FIGURE 10.6. Neural ensemble recordings in freely licking rats and mice.

FIGURE 10.6

Neural ensemble recordings in freely licking rats and mice. A. Design for a custom-made beam lickometer for the mouse. A very thin photo-beam (black dot) is placed between a rectangular aperture, through which the mice can lick, and the sipper such that (more...)

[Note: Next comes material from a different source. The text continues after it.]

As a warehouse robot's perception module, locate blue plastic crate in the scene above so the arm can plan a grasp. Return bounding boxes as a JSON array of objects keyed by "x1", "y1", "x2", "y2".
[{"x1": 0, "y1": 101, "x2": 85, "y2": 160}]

  • Licking is a highly rhythmic and stereotypic behavior, during which tastants are most often presented to the same areas of the oral cavity, making responses reproducible across events and sessions. On the contrary, when tastants are delivered through intraoral cannula, the oral surface of exposure to the presented liquid stimulus may vary not only due to differences in the site of cannula placement between animals but also due to lack of control of active oral movements even across events and sessions in the same animal. Thus, the reproducibility of chemosensory and somatosensory responses is lessened.
  • Licking allows for a unique methodology of controlling oral somatosensory stimulation: given its stereotypic nature, by having an animal first lick a dry sipper and then lick the same sipper to receive water and/or other tastants, somatosensory responses can be controlled and disambiguated from taste responses (Figure 10.5).
  • During tastant delivery through intraoral cannula, time of contact with the oral mucosa is somewhat uncertain. However, when rodents lick a sipper tube, the time of each lick can be accurately measured with 10 ms resolution. Temporal accuracy is important in elucidating gustatory processing because, as already mentioned, animals can detect and identify tastants in a very short time frame and, as we have shown (Stapleton, Lavine et al. 2006), neural responses are both sparse and time locked (Figure 10.7).
FIGURE 10.7. Gustatory cortex neuronal responses are sparse and time locked.

FIGURE 10.7

Gustatory cortex neuronal responses are sparse and time locked. Tuning profile of a GC neuron, across several concentrations of five different tastants (see Figure 10.5 for details on symbols). The firing rate of the cell is sparse, and spike trains exhibit (more...)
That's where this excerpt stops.